Sorry I'm only now getting around to thinking more about this. Been side-tracked by stats stuff. On Fri, Sep 2, 2011 at 10:50 AM, Chris.Barker <Chris.Barker@noaa.gov> wrote:
On 9/2/11 8:22 AM, Derek Homeier wrote:
I agree it would make a very nice addition, and could complement my pre-allocation option for loadtxt - however there I've also been made aware that this approach breaks streamed input etc., so the buffer.resize(…) methods in accumulator would be the better way to go.
I'll read more about this soon. I haven't thought about it, and I didn't realize it was breaking anything.
Good point, that would be nice.
For load table this is not quite as straightforward, though, because the type auto-detection, strictly done, requires to scan the entire input, because a column full of int could still produce a float in the last row…
hmmm -- it seems you could jsut as well be building the array as you go, and if you hit a change in the imput, re-set and start again.
I hadn't thought of that. Interesting idea. I'm surprised that completely resetting the array could be faster.
In my tests, I'm pretty sure that the time spent file io and string parsing swamp the time it takes to allocate memory and set the values.
In my tests, at least for a medium sized csv file (about 3000 rows by 30 columns), about 10% of the time was determine the types in the first read through and 90% of the time was sticking the data in the array. However, that particular test took more time for reading in because the data was quoted (so converting '"3,25"' to a float took between 1.5x and 2x as long as '3.25') and the datetime conversion is costly. Regardless, that suggests making the data loading faster is more important than avoiding reading through the file twice. I guess that intuition probably breaks if the data doesn't fit until memory, though. But I haven't worked with extremely large data files before, so I'd appreciate refutation/confirmation of my priors.
So there is little cost, and for the common use case, it would be faster and cleaner.
There is a chance, of course, that you might have to re-wind and start over more than once, but I suspect that that is the rare case.
Perhaps.
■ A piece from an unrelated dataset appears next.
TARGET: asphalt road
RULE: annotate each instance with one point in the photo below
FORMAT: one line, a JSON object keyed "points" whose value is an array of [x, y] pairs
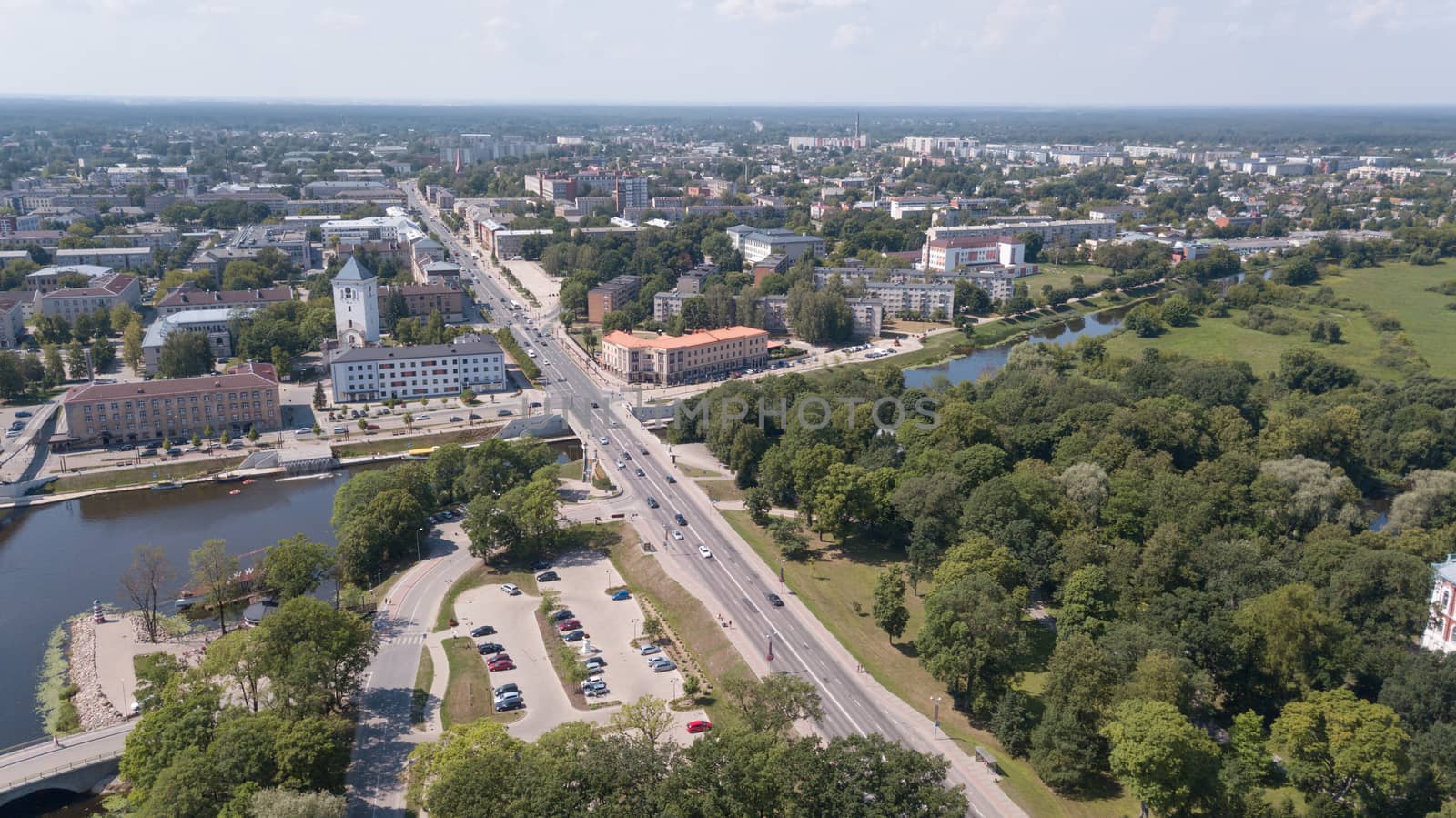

I know that in the 'really annoying dataset that loading quickly and easily should be your use case' example I was given, about half-way through the data one of the columns got its first observation. (It was time series data where one of the columns didn't start being observed until 1/2 through the observation period.) So I'm not sure it'd be as rare we'd like.
For better consistency with what people have likely got used to from npyio, I'd recommend some minor changes:
make spaces the default delimiter
+1
Sure.
enable automatic decompression (given the modularity, could you simply use np.lib._datasource.open() like genfromtxt?)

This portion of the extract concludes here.